Mar, 05/22/2018 - 08:14
Fotografía tomada de la página actualidad.rt.com

Entre los rostros de Masumeh está el de mi madre

Entre los rituales de lectura y los sorpresivos encuentros con el ocio, se hallan momentos simples, pero significativamente poderosos en la vida. Entre Masumeh Sadegui y yo, existen tres.

El primer momento tiene lugar el día en que la conocí. Un hiyab ocultaba su cabeza por culpa del estricto código de vestir en Qum, una ciudad al sudoeste de Teherán la capital de Irán. La diferencia cultural entre ambas no fue un problema, dado que la simplicidad de las palabras utilizadas por Masumeh brotaron del único estado del alma que permite hablar y nombrar las cosas como son: la inocencia. Con ese lenguaje universal del alma que todos hemos conocido de niños, Masumeh me transmitió tantas cosas que mi niña interior acabó sacando de su memoria recuerdos atascados sobre el colegio, la amistad, los sueños y el primer amor. Como consecuencia de lo anterior, a la cercanía de sus palabras se le sumó mi imaginación, pues el semblante vacío de Masumeh fue fácilmente llenado por el rostro que yo tuve cuando era niña.

Con ese mismo lenguaje universal supe que aún siendo niña, Said, el primer amor de Masumeh, se convirtió de la noche a la mañana en una sombra de anhelos insatisfechos, que ella fue obligada por su familia a casarse en nombre de las tradiciones ortodoxas del islam con un hombre que no conocía en persona y mucho mayor que ella. Más tarde se convirtió en madre y, eventualmente, su nuevo hogar se convirtió en una cárcel.
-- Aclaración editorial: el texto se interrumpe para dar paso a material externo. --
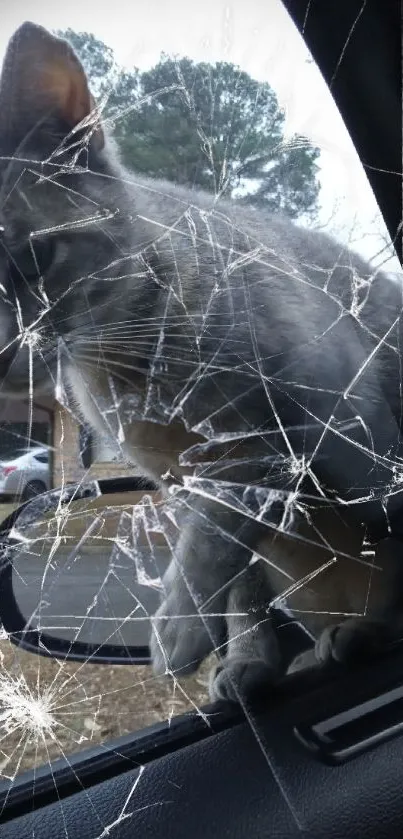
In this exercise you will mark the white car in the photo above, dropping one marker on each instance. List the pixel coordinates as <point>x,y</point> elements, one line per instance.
<point>25,475</point>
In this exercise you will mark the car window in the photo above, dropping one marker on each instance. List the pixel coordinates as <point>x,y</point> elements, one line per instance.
<point>228,101</point>
<point>42,458</point>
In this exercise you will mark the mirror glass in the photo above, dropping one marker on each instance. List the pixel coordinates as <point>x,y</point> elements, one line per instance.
<point>88,571</point>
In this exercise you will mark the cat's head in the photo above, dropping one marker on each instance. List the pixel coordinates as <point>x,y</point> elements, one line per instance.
<point>64,229</point>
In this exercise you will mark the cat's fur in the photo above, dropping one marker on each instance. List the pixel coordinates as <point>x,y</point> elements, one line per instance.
<point>253,346</point>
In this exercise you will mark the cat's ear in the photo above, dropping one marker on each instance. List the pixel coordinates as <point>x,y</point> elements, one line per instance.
<point>42,76</point>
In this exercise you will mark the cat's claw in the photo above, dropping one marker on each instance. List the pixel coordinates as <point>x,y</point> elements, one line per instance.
<point>239,678</point>
<point>353,640</point>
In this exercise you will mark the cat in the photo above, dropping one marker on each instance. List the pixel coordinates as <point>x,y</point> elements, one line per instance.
<point>248,366</point>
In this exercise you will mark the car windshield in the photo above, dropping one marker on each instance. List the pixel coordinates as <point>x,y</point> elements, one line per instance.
<point>192,250</point>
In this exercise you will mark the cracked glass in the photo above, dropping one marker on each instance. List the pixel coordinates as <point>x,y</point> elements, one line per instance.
<point>184,318</point>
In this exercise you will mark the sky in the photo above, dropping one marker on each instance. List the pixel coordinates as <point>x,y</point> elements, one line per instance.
<point>257,35</point>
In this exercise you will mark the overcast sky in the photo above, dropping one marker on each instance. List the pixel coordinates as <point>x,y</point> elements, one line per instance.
<point>257,35</point>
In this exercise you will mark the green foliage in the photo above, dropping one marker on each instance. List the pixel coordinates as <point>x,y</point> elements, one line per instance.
<point>204,125</point>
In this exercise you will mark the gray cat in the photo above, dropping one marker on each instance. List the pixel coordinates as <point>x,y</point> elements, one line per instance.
<point>252,368</point>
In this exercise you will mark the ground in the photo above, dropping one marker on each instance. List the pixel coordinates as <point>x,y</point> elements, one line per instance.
<point>49,708</point>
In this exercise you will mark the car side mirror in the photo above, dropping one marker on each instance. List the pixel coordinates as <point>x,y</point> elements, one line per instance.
<point>80,573</point>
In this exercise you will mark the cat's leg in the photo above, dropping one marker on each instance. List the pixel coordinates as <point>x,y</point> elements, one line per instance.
<point>213,549</point>
<point>252,661</point>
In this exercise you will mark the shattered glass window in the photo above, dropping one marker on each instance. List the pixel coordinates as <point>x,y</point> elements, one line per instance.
<point>250,451</point>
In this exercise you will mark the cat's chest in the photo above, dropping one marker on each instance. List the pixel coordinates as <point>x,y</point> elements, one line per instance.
<point>155,448</point>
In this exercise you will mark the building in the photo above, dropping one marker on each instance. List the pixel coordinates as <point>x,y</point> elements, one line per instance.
<point>74,453</point>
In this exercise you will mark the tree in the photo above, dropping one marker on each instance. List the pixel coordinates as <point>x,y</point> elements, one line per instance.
<point>211,126</point>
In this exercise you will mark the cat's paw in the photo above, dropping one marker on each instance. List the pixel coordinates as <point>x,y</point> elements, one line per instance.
<point>181,636</point>
<point>354,640</point>
<point>238,678</point>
Masumeh, en efecto, había sido privada de su derecho a crecer naturalmente, algo que solo la madurez sabe agradecer con el tiempo.

Pese a la crudeza en la que se había convertido la vida de Masumeh, seguí jugando a imaginarla. Fue inevitable que el rostro de mi madre no emergiera entre los vestigios de su inocencia interrumpida, por lo que mi imagen inocente e infantil que había puesto sobre el rostro de Masumeh se esfumó. De esa forma, tajante, es que un segundo momento crucial entre ella y yo se inauguró.
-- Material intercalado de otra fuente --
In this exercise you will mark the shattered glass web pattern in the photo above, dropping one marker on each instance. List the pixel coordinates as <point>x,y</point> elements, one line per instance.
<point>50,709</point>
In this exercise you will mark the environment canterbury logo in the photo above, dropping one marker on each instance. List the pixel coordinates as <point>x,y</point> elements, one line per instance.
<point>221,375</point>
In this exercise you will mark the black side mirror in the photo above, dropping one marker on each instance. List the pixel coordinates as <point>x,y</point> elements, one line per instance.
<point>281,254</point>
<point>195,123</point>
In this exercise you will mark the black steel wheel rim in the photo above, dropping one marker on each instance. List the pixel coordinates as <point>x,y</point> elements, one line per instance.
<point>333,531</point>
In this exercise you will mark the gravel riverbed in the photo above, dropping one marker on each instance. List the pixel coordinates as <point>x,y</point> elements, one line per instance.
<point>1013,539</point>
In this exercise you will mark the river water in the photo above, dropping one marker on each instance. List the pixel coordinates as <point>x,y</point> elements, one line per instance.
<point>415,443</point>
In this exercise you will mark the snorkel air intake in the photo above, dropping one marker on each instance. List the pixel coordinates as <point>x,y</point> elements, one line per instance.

En el instinto maternal de Masumeh encontré escondida la figura abnegada de mi madre, pues mi madre, al igual que ella, también soportó la soledad que trae asumir un rol dentro del amor romántico. Una soledad dirigente pero ingrata, porque cargar con todo el peso de la crianza y el hogar, implica tener que adaptarse a las circunstancias y poner cada empeño al ritmo de la vida de los demás, de los otros.
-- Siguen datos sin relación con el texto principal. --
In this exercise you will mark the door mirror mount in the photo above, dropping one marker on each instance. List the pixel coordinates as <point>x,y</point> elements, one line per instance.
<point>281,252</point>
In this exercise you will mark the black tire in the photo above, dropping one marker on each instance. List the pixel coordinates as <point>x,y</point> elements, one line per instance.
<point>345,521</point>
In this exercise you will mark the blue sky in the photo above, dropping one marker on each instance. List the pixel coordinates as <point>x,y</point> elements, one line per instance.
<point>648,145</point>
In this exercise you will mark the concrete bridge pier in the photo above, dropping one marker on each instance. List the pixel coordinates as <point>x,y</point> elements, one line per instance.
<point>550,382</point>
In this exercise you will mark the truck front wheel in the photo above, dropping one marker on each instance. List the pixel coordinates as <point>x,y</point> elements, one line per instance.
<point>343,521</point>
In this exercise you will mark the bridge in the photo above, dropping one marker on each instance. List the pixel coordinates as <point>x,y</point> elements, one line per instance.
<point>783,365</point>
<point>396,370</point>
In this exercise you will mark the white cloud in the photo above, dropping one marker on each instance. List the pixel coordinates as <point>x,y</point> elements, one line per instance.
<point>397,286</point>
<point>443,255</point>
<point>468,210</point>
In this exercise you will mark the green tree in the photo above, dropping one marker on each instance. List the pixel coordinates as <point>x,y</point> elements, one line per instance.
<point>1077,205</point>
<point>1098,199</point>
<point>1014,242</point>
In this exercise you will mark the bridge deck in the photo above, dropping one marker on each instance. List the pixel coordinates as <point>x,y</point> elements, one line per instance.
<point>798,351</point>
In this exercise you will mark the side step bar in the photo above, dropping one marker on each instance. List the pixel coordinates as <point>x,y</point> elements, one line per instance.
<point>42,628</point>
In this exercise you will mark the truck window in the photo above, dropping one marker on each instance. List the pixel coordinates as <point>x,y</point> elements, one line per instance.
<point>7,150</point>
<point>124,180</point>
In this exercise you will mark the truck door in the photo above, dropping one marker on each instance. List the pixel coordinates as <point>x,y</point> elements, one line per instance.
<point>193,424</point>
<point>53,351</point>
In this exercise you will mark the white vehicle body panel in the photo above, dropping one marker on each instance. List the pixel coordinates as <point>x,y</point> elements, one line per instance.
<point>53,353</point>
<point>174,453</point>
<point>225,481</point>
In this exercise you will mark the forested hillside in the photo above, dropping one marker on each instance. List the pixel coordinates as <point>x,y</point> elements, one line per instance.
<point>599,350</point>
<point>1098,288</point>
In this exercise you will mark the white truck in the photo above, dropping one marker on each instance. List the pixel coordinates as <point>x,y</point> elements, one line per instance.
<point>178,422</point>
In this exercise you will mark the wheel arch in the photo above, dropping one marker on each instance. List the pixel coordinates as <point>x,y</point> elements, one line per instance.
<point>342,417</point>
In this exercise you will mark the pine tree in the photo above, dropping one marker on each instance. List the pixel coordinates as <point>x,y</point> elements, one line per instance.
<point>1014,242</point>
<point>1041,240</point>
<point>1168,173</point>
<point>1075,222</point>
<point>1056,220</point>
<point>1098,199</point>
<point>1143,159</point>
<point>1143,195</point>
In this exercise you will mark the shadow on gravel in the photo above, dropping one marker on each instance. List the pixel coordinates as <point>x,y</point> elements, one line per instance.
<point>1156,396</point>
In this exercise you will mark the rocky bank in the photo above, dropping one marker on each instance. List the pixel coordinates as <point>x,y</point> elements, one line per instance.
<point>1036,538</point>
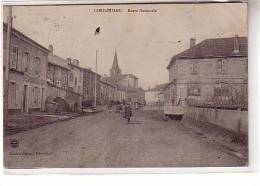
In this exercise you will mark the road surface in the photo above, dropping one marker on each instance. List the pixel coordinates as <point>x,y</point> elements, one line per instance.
<point>105,140</point>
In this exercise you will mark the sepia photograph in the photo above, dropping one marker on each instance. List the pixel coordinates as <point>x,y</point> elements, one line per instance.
<point>125,85</point>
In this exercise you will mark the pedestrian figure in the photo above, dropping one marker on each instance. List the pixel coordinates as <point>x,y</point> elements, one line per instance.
<point>128,112</point>
<point>110,107</point>
<point>136,105</point>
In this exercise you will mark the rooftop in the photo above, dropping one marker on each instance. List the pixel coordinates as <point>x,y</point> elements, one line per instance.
<point>214,48</point>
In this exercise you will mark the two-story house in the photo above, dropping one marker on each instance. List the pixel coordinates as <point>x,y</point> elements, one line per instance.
<point>27,72</point>
<point>213,72</point>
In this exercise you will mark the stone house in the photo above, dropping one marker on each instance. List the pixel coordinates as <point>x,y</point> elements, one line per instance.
<point>126,84</point>
<point>213,72</point>
<point>27,72</point>
<point>58,71</point>
<point>89,87</point>
<point>154,96</point>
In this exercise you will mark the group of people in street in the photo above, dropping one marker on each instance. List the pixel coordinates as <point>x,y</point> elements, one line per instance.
<point>124,108</point>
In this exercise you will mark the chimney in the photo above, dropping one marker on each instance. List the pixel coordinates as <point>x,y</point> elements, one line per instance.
<point>69,60</point>
<point>51,49</point>
<point>236,44</point>
<point>192,42</point>
<point>75,62</point>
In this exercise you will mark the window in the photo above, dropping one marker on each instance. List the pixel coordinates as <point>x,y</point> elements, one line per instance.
<point>36,95</point>
<point>75,82</point>
<point>222,90</point>
<point>14,57</point>
<point>12,93</point>
<point>195,68</point>
<point>246,66</point>
<point>71,76</point>
<point>37,63</point>
<point>80,76</point>
<point>194,89</point>
<point>221,67</point>
<point>26,61</point>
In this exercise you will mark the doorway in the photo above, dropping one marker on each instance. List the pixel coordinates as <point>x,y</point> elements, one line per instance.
<point>25,96</point>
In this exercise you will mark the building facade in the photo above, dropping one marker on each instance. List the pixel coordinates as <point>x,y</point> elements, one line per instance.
<point>58,91</point>
<point>213,72</point>
<point>126,84</point>
<point>89,87</point>
<point>107,92</point>
<point>153,95</point>
<point>27,73</point>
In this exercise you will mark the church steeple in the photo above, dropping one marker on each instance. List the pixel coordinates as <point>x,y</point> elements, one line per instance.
<point>115,70</point>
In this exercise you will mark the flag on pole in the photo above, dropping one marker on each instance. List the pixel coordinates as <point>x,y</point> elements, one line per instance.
<point>97,30</point>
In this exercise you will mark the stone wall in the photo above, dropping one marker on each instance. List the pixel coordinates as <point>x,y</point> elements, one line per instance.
<point>234,120</point>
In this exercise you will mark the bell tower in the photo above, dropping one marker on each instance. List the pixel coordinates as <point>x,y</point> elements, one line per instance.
<point>115,70</point>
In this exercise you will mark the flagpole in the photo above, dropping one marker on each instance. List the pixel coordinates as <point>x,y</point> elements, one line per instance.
<point>95,96</point>
<point>8,58</point>
<point>95,89</point>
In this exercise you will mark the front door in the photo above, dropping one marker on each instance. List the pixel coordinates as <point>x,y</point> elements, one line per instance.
<point>42,100</point>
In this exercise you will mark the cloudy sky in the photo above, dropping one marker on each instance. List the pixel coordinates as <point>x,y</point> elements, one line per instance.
<point>145,42</point>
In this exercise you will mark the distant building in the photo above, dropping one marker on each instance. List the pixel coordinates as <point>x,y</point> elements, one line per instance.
<point>107,92</point>
<point>126,84</point>
<point>27,72</point>
<point>89,87</point>
<point>154,96</point>
<point>213,72</point>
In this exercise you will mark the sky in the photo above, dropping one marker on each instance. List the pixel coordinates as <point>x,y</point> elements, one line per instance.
<point>145,42</point>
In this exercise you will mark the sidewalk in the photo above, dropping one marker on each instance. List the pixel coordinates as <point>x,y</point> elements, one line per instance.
<point>24,121</point>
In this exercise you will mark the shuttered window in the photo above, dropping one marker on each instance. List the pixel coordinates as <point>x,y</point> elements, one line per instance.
<point>14,57</point>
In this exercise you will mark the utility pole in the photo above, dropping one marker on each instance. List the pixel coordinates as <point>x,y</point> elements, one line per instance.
<point>7,63</point>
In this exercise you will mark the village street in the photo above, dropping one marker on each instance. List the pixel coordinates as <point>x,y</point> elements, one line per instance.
<point>105,140</point>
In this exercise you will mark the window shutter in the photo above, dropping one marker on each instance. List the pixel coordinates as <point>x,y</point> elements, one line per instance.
<point>225,66</point>
<point>14,57</point>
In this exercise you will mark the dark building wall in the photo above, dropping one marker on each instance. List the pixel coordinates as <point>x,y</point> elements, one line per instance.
<point>89,86</point>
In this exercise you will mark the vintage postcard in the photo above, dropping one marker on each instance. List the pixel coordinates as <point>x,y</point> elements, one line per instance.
<point>145,85</point>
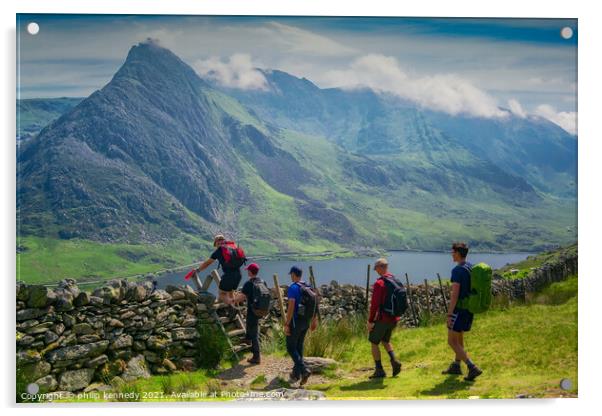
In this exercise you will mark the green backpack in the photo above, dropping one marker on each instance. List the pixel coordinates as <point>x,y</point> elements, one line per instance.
<point>479,299</point>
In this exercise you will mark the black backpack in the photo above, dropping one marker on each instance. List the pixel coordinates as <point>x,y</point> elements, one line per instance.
<point>396,300</point>
<point>308,306</point>
<point>261,303</point>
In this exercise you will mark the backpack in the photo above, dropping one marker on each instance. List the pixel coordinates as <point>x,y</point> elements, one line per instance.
<point>308,306</point>
<point>396,299</point>
<point>234,256</point>
<point>479,299</point>
<point>261,302</point>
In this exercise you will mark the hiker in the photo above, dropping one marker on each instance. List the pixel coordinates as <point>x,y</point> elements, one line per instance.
<point>459,320</point>
<point>230,258</point>
<point>380,322</point>
<point>258,297</point>
<point>301,315</point>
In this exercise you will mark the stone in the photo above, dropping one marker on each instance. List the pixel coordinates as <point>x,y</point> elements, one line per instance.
<point>184,333</point>
<point>139,346</point>
<point>82,299</point>
<point>59,328</point>
<point>27,314</point>
<point>157,343</point>
<point>25,340</point>
<point>64,301</point>
<point>76,379</point>
<point>123,341</point>
<point>97,387</point>
<point>86,339</point>
<point>78,351</point>
<point>116,323</point>
<point>39,329</point>
<point>49,337</point>
<point>69,320</point>
<point>95,362</point>
<point>127,315</point>
<point>169,365</point>
<point>152,357</point>
<point>137,293</point>
<point>318,364</point>
<point>47,384</point>
<point>177,295</point>
<point>69,285</point>
<point>83,328</point>
<point>40,296</point>
<point>136,368</point>
<point>36,370</point>
<point>28,357</point>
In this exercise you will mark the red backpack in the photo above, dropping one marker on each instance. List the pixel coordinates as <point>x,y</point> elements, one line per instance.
<point>234,256</point>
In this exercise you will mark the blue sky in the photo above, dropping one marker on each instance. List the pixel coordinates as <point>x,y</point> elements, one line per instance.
<point>468,66</point>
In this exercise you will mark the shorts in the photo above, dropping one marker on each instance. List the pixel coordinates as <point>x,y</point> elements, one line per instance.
<point>230,282</point>
<point>461,320</point>
<point>381,332</point>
Sin importar la nacionalidad, Masumeh es un espejo del flagelo que todavía despiertan los matrimonios concertados, el rostro nada romántico y solitario de tener que asumir una vida laboral siendo madres, un retrato fidedigno de cómo las condiciones económicas y académicas influyen lo suficiente para que la maternidad no sea tomada como una decisión sino como un destino inapelable que tarde o temprano llega; y por último, una pincelada sombría de lo que ha sido el papel paterno dentro de muchísimos hogares en el mundo.

Me enteré por ella que cuando la revolución del 79 en Irán estalló, su vida se complicó mucho, de esos años tan difíciles adquirió experiencia y sabiduría, aunque al igual que todos, la sabiduría de su vejez terminó convertida en pensamientos sin futuro. Una vez que Masumeh renegó de la suerte de su destino, un destino accesorio que se rigió por las creencias y los objetivos de los hombres que la rodearon, se abrió el tercer y último momento entre las dos, quizá el más álgido de todos: cuando Masumeh se convirtió en el rostro y la voz de millones de mujeres al volver a ser lo que siempre había sido, el personaje principal de ‘El libro de mi destino’, escrito por la iraní Parinoush Saniee.

Las palabras derrotadas de Masumeh son antiheroísmo conmovedor puro, en la resignación por su destino hay una simbología heroica, pues aceptar la realidad suele ser potencialmente liberador para los demás, sobre todo en estos tiempos, en donde los pensamientos necesitan tener un futuro.